'Manhattan Love Story' pilot offers little to love

Manhattan Love Story 02
Photo: Giovanni Rufino/ABC

The opening act of a TV show needs to grab the audience, give them a reason to stay after the opening credits roll. Even more so with a pilot, the first scene can set the tone for the entire show—and help a viewer decide whether a show is right or wrong.

Manhattan Love Story’s first scene is disappointing—on the verge of offensive—as it introduces two leads who will likely fall in love, and who the show hopes viewers will fall in love with, too. The problem is from minute one, the familiar Love Story makes it a chore to feel anything but disgust or pity for the two leads.

Peter (Jake McDorman) walks down a busy New York City street, his inner monologue following him. What is he thinking about? Why, if he’d sleep with the girls passing him by of course, and that’s about it. A woman, Dana (Analeigh Tipton), strolls down a similar New York City street, and her inner voice is consumed with passersby as well, except she’s more preoccupied by their handbags. The two pass and consider each other—and for a brief moment they seem to think about something other than butts and bags—but it’s a disappointing start to a disappointing pilot.

Love Story tells the… well, story, of Peter, Dana, and, by extension, dating in the modern age. Peter works at his dad’s company, which makes trophies (America’s obsession with awarding mediocrity has been a huge boon to the trophy-selling business). Dana, meanwhile, just moved to the big city, hoping to pursue her dream career of being a publishing editor.
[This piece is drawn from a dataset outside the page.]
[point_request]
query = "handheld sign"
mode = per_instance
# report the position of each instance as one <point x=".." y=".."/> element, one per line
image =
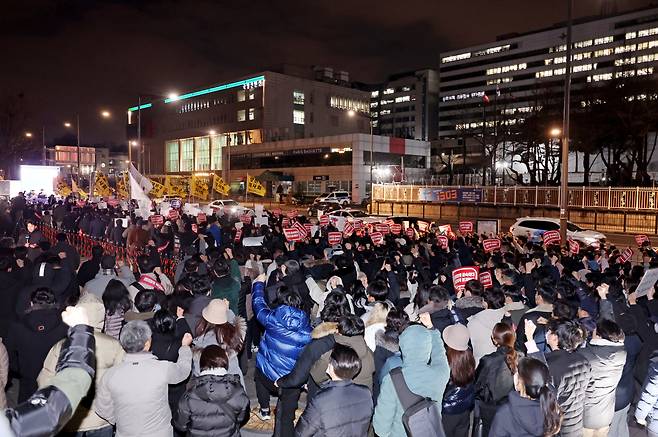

Their work lives promise something other than a tired romantic plot, but the most interesting aspects of the pilot are pushed aside to track Peter and Dana’s mishap-prone first encounter. Kurt Fuller makes a brief but welcome appearance as Peter’s father, and there’s something refreshing to Peter’s sister Chloe, one of the rare characters who feels like a real person as she calls Peter out on his terrible habits.

Dana’s work life is given a bit more time. She walks in as the new hire as the latest fire is being walked out, and Dana’s bosses not only worry she wants to steal their jobs but actively try to sabotage her. It’s overly cartoonish, and the trope of the naïve girl in the big city doesn’t help the story—especially when it’s one seen recently in the better ABC sitcom Don’t Trust the B—- in Apartment 23—but at least this plotline gives its characters a reason for their mean-spirited behavior.

Peter and Dana’s questionable romance looms over every aspect of the pilot. The two are set up on a blind date by Peter’s brother David, whose wife, Amy, went to college with Dana. Peter refuses the setup until he hears that Dana and Amy may have had an “experimental” phase together in college—a point David also says is a big reason why he married Amy. It only makes Peter more difficult to stomach as a likable leading man with stereotyping that stands in for actual characterization.

The first date is, as expected, a mess: Dana had a terrible first day at work, including being tricked into walking 40 flights of stairs by her bosses, and she begins to cry during the date. The lead-up to the night is only worsened by a weird subplot about Dana’s inability to use phones or social media, which feels as realistic as when The Newsroom attempted to show how crazy newfangled technology can be.

Peter makes things worse by mocking Dana’s New York to-do list. Amy won’t settle for the lack of harmony in her life, however, and forces Peter to apologize to her, which, again predictably, fails. Why? Because he’s a man who has no reason to apologize! And she’s distracted by the pretty flowers only until Amy’s interloping is brought up.

Peter of course returns the next morning to help her cross a few items off her list, leading to Peter crying, seemingly showing real emotion, but actually as a way to endear himself to her.

McDorman and Tipton have good chemistry together, but their characters are so difficult to like, the one redeeming quality being Tipton’s innate sweetness. Her naïve New York transplant is such well-worn territory, though, and her character lacks anything fresh to go beyond Tipton’s immediate likability. McDorman, and the script, leans into Peter’s worst traits far too much that he’s falling over himself with terrible qualities. The show doesn’t even do enough with its titular location to warrant the Big Apple’s spot in the title. The on-location shooting is noticeable, but so far, Manhattan’s place in the story is underused and, again, riddled with familiar references.

Even if Love Story can remember to be funny and build out the world of these characters, there’s still a central problem preventing the show from being an interesting take on modern dating: When one of the main characters is so inherently unlikable and the other cliché-ridden, it’s difficult to root for their happiness. Manhattan Love Story needs to give audiences a reason to love the characters and do so quickly or it faces falling by the wayside like many of its recent, much funnier ABC sitcom brethren.